From these nasal secretions, the researchers extracted nucleic acids called microRNAs. These molecules regulate the effects of different genes through a variety of different mechanisms, usually resulting in the effects of target genes being silenced. A single microRNA typically targets multiple genes by affecting messenger RNA, a molecule that’s key for producing proteins.

Comparing results between patients with RSV or rhinovirus, the researchers found 386 microRNAs that differed in concentration. Using bioinformatic software, they traced these microRNAs to thousands of messenger RNAs, looking for any interesting clues to important mechanisms of illness that might vary between the two viruses.

Their findings eventually turned up important differences between the two viruses in the NF-kB (nuclear factor kappa-light-chain-enhancer of activated B cells) pathway, a protein cascade that’s intimately involved in the inflammatory response and is a target for many types of steroids. Rhinovirus appears to upregulate the expression of many members of this protein family, driving cells to make more of them, and downregulate inhibitors of this cascade. On the other hand, RSV didn’t seem to have much of an effect on this critical pathway.

To see if these effects translated into cells making more inflammatory molecules in this pathway, the researchers searched for various members of this protein cascade in the nasal secretions. They found an increase in two, known as RelA and NFkB2.

Based on these findings, published online Jan. 17, 2018, in Pediatric Research, steroids might work for rhinovirus but not for RSV, notes Dr.

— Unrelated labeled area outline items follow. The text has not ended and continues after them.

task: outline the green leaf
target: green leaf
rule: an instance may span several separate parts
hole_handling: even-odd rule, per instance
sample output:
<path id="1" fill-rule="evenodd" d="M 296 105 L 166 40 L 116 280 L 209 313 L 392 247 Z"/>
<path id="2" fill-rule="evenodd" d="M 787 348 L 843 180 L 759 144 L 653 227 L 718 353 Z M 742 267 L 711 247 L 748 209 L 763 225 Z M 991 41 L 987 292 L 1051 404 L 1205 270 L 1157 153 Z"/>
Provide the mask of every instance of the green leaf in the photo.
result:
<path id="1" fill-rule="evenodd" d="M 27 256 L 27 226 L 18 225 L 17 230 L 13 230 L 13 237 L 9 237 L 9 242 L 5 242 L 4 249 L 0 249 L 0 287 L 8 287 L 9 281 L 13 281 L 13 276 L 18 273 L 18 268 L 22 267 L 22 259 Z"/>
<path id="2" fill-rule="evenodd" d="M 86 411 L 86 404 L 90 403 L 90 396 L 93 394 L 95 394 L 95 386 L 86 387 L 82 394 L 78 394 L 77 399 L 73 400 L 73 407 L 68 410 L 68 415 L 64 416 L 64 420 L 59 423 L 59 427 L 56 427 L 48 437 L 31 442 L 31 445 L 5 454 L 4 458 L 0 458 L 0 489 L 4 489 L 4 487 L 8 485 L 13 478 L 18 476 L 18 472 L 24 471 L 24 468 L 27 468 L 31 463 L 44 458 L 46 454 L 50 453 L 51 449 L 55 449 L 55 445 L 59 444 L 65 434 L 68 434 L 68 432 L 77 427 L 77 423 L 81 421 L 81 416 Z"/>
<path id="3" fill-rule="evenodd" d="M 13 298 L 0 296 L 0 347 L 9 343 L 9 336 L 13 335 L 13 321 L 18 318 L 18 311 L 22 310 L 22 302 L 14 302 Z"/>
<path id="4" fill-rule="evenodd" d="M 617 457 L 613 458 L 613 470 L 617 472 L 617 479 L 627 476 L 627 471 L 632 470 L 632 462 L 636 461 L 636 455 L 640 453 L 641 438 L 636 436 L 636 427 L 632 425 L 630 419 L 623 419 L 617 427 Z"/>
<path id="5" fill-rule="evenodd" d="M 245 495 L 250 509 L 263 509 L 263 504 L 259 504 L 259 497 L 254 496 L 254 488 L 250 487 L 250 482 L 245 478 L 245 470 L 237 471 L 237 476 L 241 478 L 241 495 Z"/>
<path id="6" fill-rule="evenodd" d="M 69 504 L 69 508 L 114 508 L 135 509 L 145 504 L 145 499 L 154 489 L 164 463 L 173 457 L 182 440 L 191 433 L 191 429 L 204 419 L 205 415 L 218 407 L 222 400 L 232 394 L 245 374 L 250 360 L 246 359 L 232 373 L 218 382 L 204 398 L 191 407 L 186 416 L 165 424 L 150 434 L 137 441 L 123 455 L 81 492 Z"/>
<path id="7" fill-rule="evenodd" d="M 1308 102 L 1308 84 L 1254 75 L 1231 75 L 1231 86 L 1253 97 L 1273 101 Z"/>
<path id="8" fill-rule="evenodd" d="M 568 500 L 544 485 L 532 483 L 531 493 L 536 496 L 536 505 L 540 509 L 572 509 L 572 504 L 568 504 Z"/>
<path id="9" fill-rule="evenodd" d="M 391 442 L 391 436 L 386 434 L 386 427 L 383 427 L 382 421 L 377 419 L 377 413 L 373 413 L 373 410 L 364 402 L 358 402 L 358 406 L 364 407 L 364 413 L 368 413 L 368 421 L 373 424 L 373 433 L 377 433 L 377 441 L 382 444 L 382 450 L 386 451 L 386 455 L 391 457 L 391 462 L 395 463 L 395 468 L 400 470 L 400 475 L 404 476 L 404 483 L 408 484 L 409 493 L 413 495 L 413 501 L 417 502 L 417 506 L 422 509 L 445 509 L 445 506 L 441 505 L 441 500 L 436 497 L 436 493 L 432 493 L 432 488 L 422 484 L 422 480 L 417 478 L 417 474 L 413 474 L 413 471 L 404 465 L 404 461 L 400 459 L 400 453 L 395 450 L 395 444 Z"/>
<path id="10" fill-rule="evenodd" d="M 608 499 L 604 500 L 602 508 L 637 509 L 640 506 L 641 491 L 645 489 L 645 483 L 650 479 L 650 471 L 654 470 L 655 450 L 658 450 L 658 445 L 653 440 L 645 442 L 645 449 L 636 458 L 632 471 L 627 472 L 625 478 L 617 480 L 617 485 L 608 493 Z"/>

Freishtat the study’s senior author.

“We’re pretty close to saying that you’d need to conduct a clinical trial with respect to the virus, rather than the symptoms, to measure any effect from a given drug,” he says.

Future clinical trials might test the arsenal of currently available medicines to see if any has an effect on bronchiolitis caused by either of these two viruses. Further research into the mechanisms of each type of illness also might turn up new targets that researchers could develop new medicines to hit.

“Instead of determining the disease based on symptoms,” he says, “we can eventually treat the root cause.”

Study co-authors include Kohei Hasegawa, study lead author, and Carlos A. Camargo Jr., Massachusetts General Hospital; Marcos Pérez-Losada, The George Washington University School of Medicine and Health Sciences; Claire E. Hoptay, Samuel Epstein and Stephen J. Teach, M.D., M.P.H., Children’s National; Jonathan M. Mansbach, Boston Children’s Hospital; and Pedro A. Piedra, Baylor College of Medicine.